Case Type: Invalidation of a Patent for Invention
Patent information: ZL201010229920.2(”Stereoscopic display method and tracking type stereoscopic displayer”)
Decision: Examination Decision No. 27801
Lung Tin Representation: Shenzhen Super Multi Dimension Optoelectronic Co., Ltd. (patentee)
Case Facts: The petitioner for invalidation, Shenzhen Ticor Science & Technology Co., Ltd. (“petitioner”) filed a request for invalidation (the “Request”) against an invention patent ZL201010229920.2 entitled “stereoscopic display method and tracking type stereoscopic displayer” issued to Shenzhen Super Multi Dimension Optoelectronic Co., Ltd. The Patent Reexamination Board (the “Board”) rendered the Reexamination Decision No. 27801 on the Request which maintained the validity of amended claims made by patentee.
Issues: Whether evidence 3 discloses the distinguishing technical feature (2) of the amended claim 1.
Decision: To identify technical features disclosed in a reference document is critical in the judgment of inventive step. However, the identification shall be objective in considering the objective of the teachings, the technical problem to be solved and the technical solution to be used by the reference document. Furthermore, when judging whether a technical inspiration is present in the reference document, one shall also start from the prior art, rather than conducting an analysis with the contents in this present patent and taking them into the reference document, which would have gone beyond the one skilled in the art’s cognition scope of the facts so that a wrong conclusion would have been reached.
Significance: To assess the novelty and the inventive step of claims, an objective identification of the facts disclosed in a reference document and of motivations present therein is very crucial. This case has a certain guiding significance for the same type of cases in how to correctly read the contents as disclosed in a reference.
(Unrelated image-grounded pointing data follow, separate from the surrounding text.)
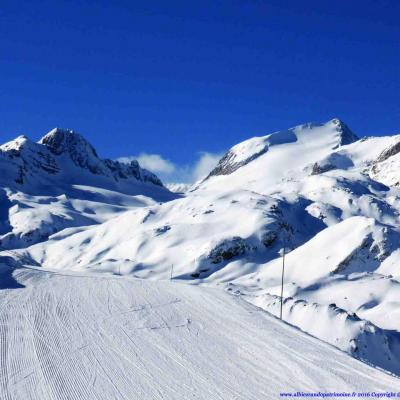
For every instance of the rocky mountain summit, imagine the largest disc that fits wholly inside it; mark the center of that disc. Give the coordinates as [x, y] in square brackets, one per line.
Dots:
[61, 154]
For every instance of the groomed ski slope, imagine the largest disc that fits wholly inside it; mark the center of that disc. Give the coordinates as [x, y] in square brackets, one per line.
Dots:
[110, 337]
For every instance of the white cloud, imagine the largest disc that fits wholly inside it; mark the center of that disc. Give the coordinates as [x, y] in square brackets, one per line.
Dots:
[153, 162]
[173, 173]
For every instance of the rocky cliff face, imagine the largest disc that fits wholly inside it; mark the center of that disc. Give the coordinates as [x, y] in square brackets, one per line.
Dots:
[62, 151]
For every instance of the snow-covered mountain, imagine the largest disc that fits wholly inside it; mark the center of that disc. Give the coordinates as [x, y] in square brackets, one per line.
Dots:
[60, 182]
[326, 196]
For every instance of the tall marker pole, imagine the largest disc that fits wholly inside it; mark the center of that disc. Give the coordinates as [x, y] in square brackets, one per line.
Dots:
[283, 273]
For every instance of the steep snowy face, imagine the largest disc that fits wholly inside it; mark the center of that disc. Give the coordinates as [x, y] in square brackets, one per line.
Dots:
[69, 145]
[82, 154]
[386, 167]
[265, 161]
[65, 156]
[60, 182]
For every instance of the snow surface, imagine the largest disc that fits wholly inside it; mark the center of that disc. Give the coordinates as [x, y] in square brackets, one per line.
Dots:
[101, 337]
[329, 198]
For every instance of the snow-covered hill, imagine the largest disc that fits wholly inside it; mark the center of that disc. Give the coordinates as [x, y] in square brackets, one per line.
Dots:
[60, 182]
[329, 198]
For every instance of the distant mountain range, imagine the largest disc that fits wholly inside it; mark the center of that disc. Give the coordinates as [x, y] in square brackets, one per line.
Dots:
[317, 190]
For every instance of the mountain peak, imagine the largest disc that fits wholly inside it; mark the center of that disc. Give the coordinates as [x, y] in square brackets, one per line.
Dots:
[347, 136]
[60, 140]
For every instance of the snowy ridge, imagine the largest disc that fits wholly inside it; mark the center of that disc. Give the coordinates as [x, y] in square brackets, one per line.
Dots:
[60, 182]
[329, 198]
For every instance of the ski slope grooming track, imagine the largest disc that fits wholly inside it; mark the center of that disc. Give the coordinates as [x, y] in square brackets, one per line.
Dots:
[104, 337]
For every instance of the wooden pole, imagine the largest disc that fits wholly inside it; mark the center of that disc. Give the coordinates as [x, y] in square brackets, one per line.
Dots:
[283, 273]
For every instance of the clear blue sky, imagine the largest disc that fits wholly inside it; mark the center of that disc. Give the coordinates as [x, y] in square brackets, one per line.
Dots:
[178, 77]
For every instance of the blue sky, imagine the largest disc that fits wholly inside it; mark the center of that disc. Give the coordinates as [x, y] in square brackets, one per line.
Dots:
[186, 79]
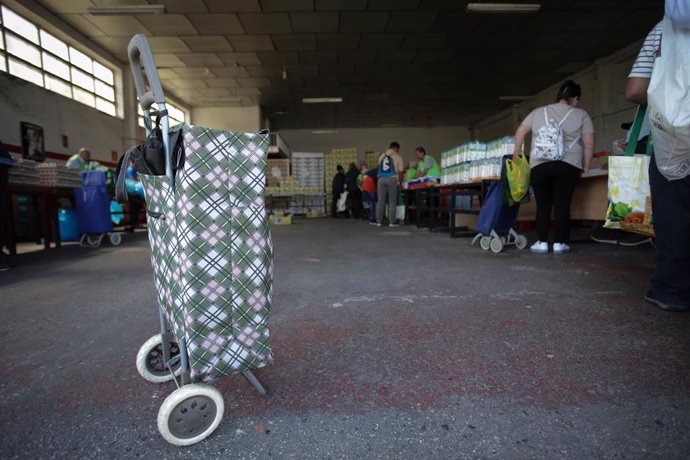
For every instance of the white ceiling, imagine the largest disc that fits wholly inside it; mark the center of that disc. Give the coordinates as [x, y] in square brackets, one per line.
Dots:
[407, 62]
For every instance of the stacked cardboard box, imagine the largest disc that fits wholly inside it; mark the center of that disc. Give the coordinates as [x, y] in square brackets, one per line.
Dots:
[51, 174]
[24, 172]
[308, 170]
[276, 171]
[372, 159]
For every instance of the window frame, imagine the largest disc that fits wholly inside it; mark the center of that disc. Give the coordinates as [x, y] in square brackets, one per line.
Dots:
[106, 78]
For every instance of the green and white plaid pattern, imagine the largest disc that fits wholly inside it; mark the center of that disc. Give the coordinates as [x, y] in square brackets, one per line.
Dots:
[212, 253]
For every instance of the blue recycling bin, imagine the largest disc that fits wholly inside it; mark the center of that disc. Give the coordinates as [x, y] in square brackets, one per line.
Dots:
[93, 204]
[69, 225]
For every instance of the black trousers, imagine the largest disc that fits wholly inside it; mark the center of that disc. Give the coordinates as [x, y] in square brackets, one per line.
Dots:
[671, 216]
[554, 183]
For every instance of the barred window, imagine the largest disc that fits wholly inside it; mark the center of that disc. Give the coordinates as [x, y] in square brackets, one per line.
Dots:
[176, 115]
[35, 55]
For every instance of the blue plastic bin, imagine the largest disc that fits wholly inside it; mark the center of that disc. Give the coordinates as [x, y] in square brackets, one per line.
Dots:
[93, 204]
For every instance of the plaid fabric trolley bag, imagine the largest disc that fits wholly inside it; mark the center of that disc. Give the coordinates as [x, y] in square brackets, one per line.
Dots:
[211, 252]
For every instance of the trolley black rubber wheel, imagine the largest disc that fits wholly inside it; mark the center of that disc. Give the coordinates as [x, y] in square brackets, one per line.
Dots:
[150, 363]
[190, 414]
[94, 240]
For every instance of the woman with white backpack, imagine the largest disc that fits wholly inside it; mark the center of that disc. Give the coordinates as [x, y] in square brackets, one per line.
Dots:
[562, 148]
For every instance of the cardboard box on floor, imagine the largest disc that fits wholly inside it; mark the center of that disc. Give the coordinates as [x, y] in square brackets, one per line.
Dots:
[590, 200]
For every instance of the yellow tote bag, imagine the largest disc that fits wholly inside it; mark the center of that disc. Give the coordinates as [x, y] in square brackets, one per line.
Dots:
[517, 172]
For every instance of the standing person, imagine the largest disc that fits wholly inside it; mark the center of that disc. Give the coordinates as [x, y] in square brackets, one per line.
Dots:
[557, 159]
[428, 166]
[369, 191]
[411, 171]
[354, 194]
[670, 283]
[337, 189]
[390, 173]
[5, 164]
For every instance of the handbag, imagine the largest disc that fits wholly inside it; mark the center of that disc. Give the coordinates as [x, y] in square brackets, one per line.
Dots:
[517, 175]
[669, 102]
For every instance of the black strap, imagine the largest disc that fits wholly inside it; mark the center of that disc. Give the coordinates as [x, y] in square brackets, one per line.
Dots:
[121, 172]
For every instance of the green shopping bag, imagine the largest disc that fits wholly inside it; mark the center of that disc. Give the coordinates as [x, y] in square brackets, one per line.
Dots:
[630, 202]
[508, 199]
[517, 175]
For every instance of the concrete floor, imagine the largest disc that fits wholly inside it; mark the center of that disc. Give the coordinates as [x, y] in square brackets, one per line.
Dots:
[395, 344]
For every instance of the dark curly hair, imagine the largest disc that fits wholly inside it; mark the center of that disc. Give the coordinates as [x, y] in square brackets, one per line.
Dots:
[568, 90]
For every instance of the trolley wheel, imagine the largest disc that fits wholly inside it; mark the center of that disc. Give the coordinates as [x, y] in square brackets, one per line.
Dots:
[190, 414]
[521, 242]
[150, 364]
[115, 239]
[496, 245]
[485, 242]
[94, 240]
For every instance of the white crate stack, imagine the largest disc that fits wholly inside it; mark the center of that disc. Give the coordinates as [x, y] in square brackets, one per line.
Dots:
[308, 170]
[52, 174]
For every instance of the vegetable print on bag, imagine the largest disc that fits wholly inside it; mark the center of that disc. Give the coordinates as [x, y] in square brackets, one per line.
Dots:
[214, 268]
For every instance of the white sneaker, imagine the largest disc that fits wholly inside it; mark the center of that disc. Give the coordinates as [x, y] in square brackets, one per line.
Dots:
[540, 247]
[560, 248]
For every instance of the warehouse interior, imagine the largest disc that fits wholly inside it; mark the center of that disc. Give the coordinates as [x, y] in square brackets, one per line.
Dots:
[422, 72]
[388, 343]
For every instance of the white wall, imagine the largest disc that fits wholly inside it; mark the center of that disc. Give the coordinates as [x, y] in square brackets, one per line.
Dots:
[240, 119]
[434, 140]
[58, 115]
[603, 97]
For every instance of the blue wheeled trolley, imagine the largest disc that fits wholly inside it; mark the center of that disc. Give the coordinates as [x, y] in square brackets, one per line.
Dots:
[92, 201]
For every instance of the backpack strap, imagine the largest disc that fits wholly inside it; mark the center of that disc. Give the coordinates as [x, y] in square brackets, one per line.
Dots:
[121, 173]
[566, 116]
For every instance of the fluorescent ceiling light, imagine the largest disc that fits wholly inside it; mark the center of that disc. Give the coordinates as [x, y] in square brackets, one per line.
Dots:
[503, 7]
[514, 98]
[126, 9]
[321, 100]
[325, 131]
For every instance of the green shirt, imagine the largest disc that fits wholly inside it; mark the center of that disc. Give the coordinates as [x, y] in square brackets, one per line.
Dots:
[430, 167]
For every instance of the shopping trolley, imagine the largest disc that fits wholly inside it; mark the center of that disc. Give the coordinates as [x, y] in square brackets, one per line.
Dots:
[496, 221]
[211, 252]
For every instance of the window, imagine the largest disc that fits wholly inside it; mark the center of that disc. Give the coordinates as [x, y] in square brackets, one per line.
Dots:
[35, 55]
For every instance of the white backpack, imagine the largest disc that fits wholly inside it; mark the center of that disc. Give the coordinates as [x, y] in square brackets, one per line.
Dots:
[548, 142]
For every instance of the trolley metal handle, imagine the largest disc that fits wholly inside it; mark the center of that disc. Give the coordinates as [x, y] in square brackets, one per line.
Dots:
[139, 52]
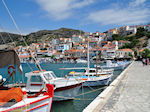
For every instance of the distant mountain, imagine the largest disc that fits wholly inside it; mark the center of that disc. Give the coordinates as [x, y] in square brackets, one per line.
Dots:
[6, 37]
[39, 36]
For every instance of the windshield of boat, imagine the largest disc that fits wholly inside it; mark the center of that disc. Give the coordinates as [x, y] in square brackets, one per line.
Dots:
[49, 76]
[92, 71]
[36, 79]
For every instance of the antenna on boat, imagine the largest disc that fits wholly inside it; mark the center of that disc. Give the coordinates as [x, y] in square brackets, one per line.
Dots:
[88, 56]
[19, 31]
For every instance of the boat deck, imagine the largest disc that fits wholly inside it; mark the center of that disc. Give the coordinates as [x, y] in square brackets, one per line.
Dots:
[130, 94]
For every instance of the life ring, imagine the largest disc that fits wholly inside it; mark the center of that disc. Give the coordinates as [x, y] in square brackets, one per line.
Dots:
[11, 70]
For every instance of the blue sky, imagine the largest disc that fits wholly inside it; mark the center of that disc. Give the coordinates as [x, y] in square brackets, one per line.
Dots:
[86, 15]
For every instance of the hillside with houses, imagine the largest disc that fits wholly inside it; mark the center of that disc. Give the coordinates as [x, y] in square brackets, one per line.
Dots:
[118, 43]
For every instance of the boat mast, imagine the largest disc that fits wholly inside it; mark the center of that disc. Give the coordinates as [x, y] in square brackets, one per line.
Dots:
[88, 56]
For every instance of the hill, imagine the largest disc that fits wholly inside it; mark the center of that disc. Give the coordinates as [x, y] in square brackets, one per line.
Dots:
[39, 36]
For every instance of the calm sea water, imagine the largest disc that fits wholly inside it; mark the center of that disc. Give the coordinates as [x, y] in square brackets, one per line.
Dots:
[65, 106]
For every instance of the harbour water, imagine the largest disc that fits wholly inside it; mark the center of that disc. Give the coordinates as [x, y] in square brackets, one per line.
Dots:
[76, 105]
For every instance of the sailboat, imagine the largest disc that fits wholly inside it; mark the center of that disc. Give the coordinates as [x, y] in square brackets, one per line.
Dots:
[92, 76]
[16, 99]
[65, 88]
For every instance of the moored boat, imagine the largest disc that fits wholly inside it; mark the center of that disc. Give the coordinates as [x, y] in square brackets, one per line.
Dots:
[65, 88]
[16, 98]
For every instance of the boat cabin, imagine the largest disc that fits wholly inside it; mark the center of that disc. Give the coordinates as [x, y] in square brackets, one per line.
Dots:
[36, 80]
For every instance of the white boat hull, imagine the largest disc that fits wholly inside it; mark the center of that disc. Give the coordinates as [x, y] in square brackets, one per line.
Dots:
[101, 82]
[66, 93]
[40, 104]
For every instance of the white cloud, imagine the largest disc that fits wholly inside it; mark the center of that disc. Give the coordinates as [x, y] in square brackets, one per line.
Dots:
[121, 16]
[62, 9]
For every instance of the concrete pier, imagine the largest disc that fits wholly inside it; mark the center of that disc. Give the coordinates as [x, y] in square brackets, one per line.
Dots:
[130, 92]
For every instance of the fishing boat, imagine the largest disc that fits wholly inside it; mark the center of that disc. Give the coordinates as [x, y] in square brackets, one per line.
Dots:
[81, 61]
[92, 76]
[115, 66]
[16, 99]
[65, 88]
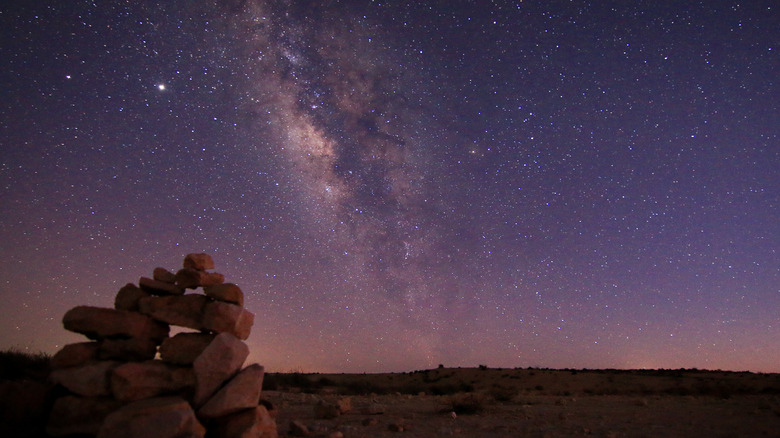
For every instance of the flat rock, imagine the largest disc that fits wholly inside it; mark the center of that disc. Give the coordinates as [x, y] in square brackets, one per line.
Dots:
[220, 361]
[200, 261]
[162, 417]
[133, 349]
[190, 278]
[164, 275]
[297, 428]
[241, 392]
[127, 297]
[224, 317]
[90, 380]
[156, 287]
[73, 355]
[71, 415]
[183, 310]
[183, 348]
[249, 423]
[227, 292]
[101, 323]
[139, 380]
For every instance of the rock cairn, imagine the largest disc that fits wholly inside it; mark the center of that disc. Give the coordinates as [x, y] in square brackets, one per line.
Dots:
[134, 380]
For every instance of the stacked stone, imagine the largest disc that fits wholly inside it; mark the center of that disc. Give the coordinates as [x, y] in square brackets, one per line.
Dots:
[134, 380]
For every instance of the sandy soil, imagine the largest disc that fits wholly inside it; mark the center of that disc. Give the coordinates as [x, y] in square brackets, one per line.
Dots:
[536, 416]
[538, 403]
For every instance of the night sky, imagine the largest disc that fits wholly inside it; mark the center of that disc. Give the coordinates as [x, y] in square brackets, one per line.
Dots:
[396, 185]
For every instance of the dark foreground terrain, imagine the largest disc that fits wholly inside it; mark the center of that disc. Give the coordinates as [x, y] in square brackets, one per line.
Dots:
[474, 402]
[481, 402]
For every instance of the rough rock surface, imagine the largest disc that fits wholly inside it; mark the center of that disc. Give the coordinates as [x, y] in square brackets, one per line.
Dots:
[101, 323]
[225, 317]
[220, 361]
[116, 386]
[127, 297]
[184, 348]
[227, 292]
[249, 423]
[76, 354]
[241, 392]
[164, 417]
[184, 311]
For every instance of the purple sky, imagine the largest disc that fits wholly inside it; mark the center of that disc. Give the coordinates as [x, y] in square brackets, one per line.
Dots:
[535, 183]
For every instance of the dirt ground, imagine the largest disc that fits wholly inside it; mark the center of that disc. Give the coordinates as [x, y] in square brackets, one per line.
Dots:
[535, 416]
[532, 403]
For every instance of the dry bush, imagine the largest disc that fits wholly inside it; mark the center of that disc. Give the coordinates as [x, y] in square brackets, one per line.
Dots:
[467, 404]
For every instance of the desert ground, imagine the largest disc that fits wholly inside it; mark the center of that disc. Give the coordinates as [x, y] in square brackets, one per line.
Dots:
[482, 402]
[474, 402]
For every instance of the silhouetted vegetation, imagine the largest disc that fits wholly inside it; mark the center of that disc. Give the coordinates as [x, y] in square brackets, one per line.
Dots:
[17, 365]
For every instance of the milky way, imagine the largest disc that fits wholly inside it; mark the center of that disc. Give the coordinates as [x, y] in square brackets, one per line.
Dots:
[399, 185]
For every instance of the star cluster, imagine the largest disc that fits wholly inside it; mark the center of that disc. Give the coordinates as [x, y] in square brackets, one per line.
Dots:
[396, 185]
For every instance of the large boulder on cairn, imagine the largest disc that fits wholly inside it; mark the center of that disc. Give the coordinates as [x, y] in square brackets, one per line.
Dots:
[118, 387]
[241, 392]
[102, 323]
[225, 317]
[183, 311]
[249, 423]
[73, 355]
[164, 417]
[220, 361]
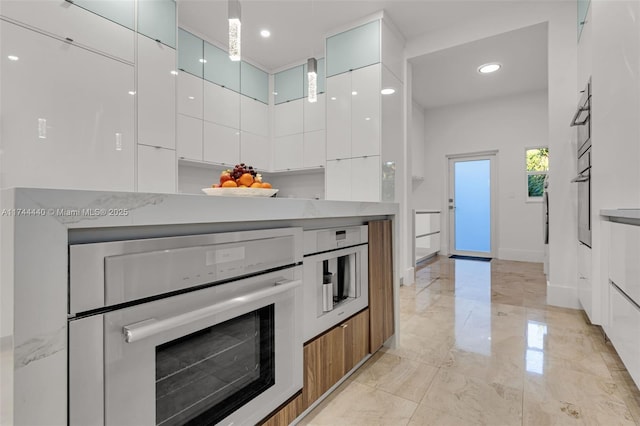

Award: This case is listed in 2015 Top Ten Cases on Patent Reexamination Invalidation of the Patent Reexamination Board
Decisions of the Board:
The collegial panel holds that:D3 neither discloses the distinguishing technical feature (2), nor provides the corresponding technical inspiration. In the analysis and deduction, the petitioner breaks away from the overall technical solution of D3 and the technical problem to be solved thereby, separately analyzes the technical features as disclosed therein, and introduces the technical features such as “stereoscopic display focus”, “the line between the viewer and the stereoscopic display focus”, “determining the current stereoscopic display image according to the line between the observer and the stereoscopic display focus necessarily relative to the line between the observer and the midpoint of the front object such that the current object stereoscopically presented is counterclockwise deflected around the stereoscopic display focus relative to the front object”, which are not disclosed in D1 and D3, but mentioned in this patent. Furthermore, the petitioner combines the above technical features as mentioned in this patent with D3 and D1 as the prior arts and makes a deduction, and beaks away from the objective of the invention, the technical problem to be solved and the technical solution as used by D3. This goes beyond the scope which can be objectively concluded by one skilled in the art. Accordingly, the panel does not support it.
Comments from Lung Tin Attorney Ms. Meizhen ZHANG:
In the invalidation procedure, the evidence is usually used for assessing the novelty and the inventive step of claims. What is competed by patent attorneys of the petitioner and the patentee is reading this patent and evidence. In this case, with respect to whether evidence 3 teaches “deflection” (the distinguishing technical feature (2)), the petitioner argued all the time that the disclosure of evidence 3 teaches said distinguishing technical feature from the perspective of one skilled in the art, introduced the so-called “stereo vision theory”, attempted to combine the disclosure of evidence 3 and the so-called “theory”, and applied the solution after combining evidence 1 and evidence 3. Thus, the petitioner thought that the technical solution of the amended claim 1 would have been arrived at. Our attorney team pointed out to the panel at the Board that evidence 3 is completely different from this patent in the principle; one skilled in the art’s “stereo vision theory” as asserted by the petitioner lacks evidentiary support; human eyes in the real world neither pay attention to f (focus), nor see two lines as recited in claim 1; and what has been asserted by the petitioner is not a realistic condition, but completely copies this patent. Finally, the opinions of our attorney team convinced the panel.